The business case for BYOD in the Marines? Aside from the hardware savings, the Corps believes it can forgo the cost of voice and data plans. Anderson estimates that by replacing half of its 11,000 enterprise-issued BlackBerry devices with personally owned, corporate-enabled devices, the Corps could empower 85,000 new devices and users, allowing faster collaboration and decision-making.

Initially, the Corps envisions using personal devices for email, calendars, tasks and notes. The next step will be providing users with access to SharePoint and other web portals.

Pursuit of Happiness

Shortly after NOAA started its transition from BlackBerrys to the iPhone 5 in 2011, IT realized it would need a robust mobile device management (MDM) solution to provision, manage and secure the agency-issued phones. After investigating several solutions, it signed on with Fiberlink's MaaS360 cloud-based management platform.

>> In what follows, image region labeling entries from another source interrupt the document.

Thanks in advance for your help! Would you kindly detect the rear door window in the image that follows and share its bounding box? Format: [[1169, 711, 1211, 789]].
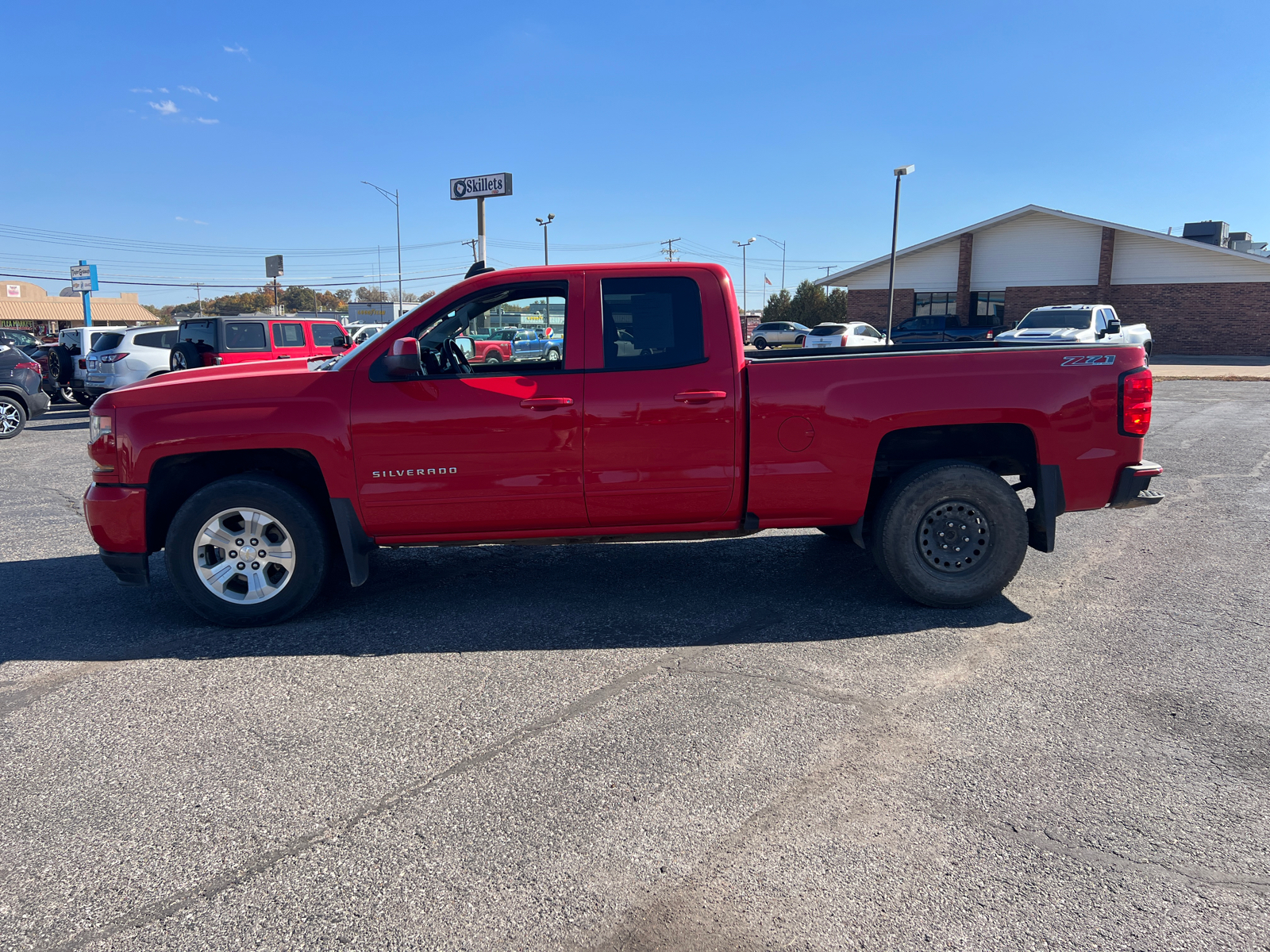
[[310, 324, 344, 347], [176, 321, 216, 351], [133, 330, 176, 351], [225, 321, 269, 351], [601, 278, 706, 370], [273, 324, 305, 347]]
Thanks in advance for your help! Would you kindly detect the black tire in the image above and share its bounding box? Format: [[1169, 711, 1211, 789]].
[[872, 459, 1027, 608], [0, 396, 27, 440], [48, 344, 75, 387], [167, 340, 203, 370], [164, 474, 333, 628]]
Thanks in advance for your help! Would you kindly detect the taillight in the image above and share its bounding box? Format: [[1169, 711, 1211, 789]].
[[1120, 367, 1153, 436], [87, 410, 117, 472]]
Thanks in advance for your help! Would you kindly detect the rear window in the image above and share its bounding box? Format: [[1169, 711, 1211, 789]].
[[93, 334, 123, 354], [176, 321, 216, 351], [313, 324, 344, 347], [132, 330, 176, 351], [1018, 309, 1094, 330], [601, 278, 706, 370], [225, 321, 269, 351]]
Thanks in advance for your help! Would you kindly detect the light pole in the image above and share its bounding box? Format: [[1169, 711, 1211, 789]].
[[533, 214, 555, 264], [887, 165, 917, 347], [362, 179, 405, 307], [732, 239, 754, 311], [758, 235, 785, 290]]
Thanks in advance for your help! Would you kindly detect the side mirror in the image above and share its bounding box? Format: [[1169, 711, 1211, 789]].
[[383, 338, 423, 377]]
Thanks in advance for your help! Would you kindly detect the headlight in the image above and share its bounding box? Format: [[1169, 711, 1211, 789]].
[[87, 414, 110, 443]]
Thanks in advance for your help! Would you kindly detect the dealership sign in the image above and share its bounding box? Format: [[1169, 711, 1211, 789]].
[[449, 171, 512, 201]]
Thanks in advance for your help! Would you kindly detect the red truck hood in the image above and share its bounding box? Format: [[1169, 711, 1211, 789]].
[[94, 360, 313, 410]]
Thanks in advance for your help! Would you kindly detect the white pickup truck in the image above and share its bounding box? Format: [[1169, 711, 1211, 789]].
[[997, 305, 1151, 358]]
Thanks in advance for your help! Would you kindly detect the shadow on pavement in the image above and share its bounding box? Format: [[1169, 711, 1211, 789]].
[[0, 533, 1030, 662]]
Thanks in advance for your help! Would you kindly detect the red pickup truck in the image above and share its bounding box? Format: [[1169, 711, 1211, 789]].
[[84, 263, 1160, 626]]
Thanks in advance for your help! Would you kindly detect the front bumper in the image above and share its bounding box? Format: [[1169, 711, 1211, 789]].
[[84, 482, 146, 555], [1110, 459, 1164, 509]]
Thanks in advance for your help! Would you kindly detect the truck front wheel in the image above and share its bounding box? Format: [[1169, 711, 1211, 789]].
[[164, 474, 330, 628], [872, 461, 1027, 608]]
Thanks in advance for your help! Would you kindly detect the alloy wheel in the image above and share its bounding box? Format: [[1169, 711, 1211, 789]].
[[192, 508, 296, 603]]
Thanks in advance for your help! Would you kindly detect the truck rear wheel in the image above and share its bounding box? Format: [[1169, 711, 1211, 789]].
[[872, 461, 1027, 608], [164, 474, 330, 628]]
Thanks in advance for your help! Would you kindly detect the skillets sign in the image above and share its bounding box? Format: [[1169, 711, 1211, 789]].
[[449, 171, 512, 201]]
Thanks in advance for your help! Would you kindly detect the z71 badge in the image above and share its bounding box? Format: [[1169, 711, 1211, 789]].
[[1062, 354, 1115, 367]]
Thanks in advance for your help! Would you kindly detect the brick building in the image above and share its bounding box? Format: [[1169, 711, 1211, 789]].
[[817, 205, 1270, 355]]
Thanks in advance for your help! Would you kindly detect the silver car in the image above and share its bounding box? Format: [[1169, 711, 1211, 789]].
[[749, 321, 810, 351], [84, 325, 180, 400]]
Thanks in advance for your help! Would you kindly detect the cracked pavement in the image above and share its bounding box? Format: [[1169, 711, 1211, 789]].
[[0, 381, 1270, 952]]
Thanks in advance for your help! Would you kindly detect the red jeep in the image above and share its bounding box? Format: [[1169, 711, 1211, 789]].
[[170, 315, 348, 370]]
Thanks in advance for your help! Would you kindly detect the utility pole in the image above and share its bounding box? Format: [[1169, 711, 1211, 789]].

"MaaS360 let us put a lot of stand­ardization into security configuration, provisioning and management," says Daniel McCrae, director of NOAA's service delivery division. "It enforces all the federal security guidelines, including password lengths and complexity, encryption and user-application constraints. If we go BYOD, it will be a key component."

Meanwhile, NOAA has started surveying its user base to gauge the demand for BYOD and to determine the conditions that need to be put in place. The program would have to support a variety of devices in diverse environments, such as forecasting offices, storm damage assessment areas and ships at sea, McCrae says. Aside from cost savings and data access, McCrae appreciates the possibility that BYOD could boost user satisfaction. "It positions the agency as a good place to work with a lot of flexibility in technology and tools," he says.

To that end, NOAA is investigating MaaS360's application and data sandboxing capabilities. "If we want people to sign up, sandboxing will have to be done in a way that is nonintrusive and nondestructive to the user's personal ­applications and data," McCrae says.

NOAA is also learning from its MDM decisions. For example, the agency eventually embraced application blacklisting (specifying apps not allowed) for managing apps on mobile devices, a significant change from the whitelisting approach (specifying apps that are allowed) the agency took before implementing its MDM system.

"BYOD has us asking a lot of questions," says McCrae.